Decision time for the GST is drawing dear. No doubt there will be a number of unforeseen consequences which will require fixing after the event. All the modelling and Senate inquiries in the world will not be able to fully predict human behaviour and the introduction of a new tax will inevitably affect economic behaviour which will in turn affect the impact of the tax. The Government has made the obligatory promise that no-one will be worse off. The promise is obligatory because in modern politics every interest group is capable of squealing disproportionately to any inconvenience change might bring. The promise is silly because inevitably such a major change cannot be beneficial to everyone. So the promise must be taken with a grain of salt.
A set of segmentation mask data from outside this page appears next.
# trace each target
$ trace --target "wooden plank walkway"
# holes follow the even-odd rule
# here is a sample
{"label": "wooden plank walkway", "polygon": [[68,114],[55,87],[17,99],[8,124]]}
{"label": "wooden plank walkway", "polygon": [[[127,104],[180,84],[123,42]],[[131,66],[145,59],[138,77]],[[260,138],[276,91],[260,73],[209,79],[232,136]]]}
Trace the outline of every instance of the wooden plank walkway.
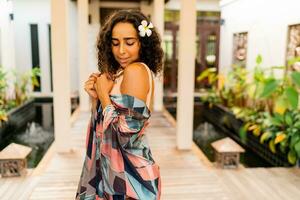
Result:
{"label": "wooden plank walkway", "polygon": [[[84,158],[87,113],[72,128],[74,151],[56,154],[42,174],[31,200],[74,199]],[[228,199],[217,176],[192,151],[176,150],[175,128],[162,113],[154,113],[148,129],[152,153],[161,168],[162,199]]]}
{"label": "wooden plank walkway", "polygon": [[[0,179],[0,199],[74,199],[84,159],[88,119],[89,113],[78,115],[72,126],[72,138],[66,141],[72,151],[49,156],[44,171],[30,172],[24,178]],[[162,113],[153,113],[147,131],[153,156],[161,169],[162,200],[299,198],[299,169],[215,169],[195,146],[191,151],[176,149],[176,132],[171,122]]]}
{"label": "wooden plank walkway", "polygon": [[300,199],[300,169],[277,167],[215,171],[232,200]]}
{"label": "wooden plank walkway", "polygon": [[1,200],[25,200],[30,196],[32,189],[38,183],[39,177],[33,177],[29,170],[25,177],[0,178]]}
Of more importance is the question of whether the tax changes overall will on balance be beneficial. The answer to that question is almost certainly yes. Australia must change its tax mix. It must broaden it to include services and it must tax the act or consumption more and the acts of wealth generation, like income and employment, less.
The last days of Senate hearings were taken up with the question of compensation for pensioners. As the Government had made a separate promise that the pension would reach 25 per cent of average weekly earnings, any compensation would get absorbed in that and they would be no better off under the GST. Indeed they would be worse off because their pension would not buy as much if food were taxed. This may be so. The answer would be to increase the pension promise a few percentage points to account for the GST, so that the pension would be 27 or 18 per cent of weekly earnings.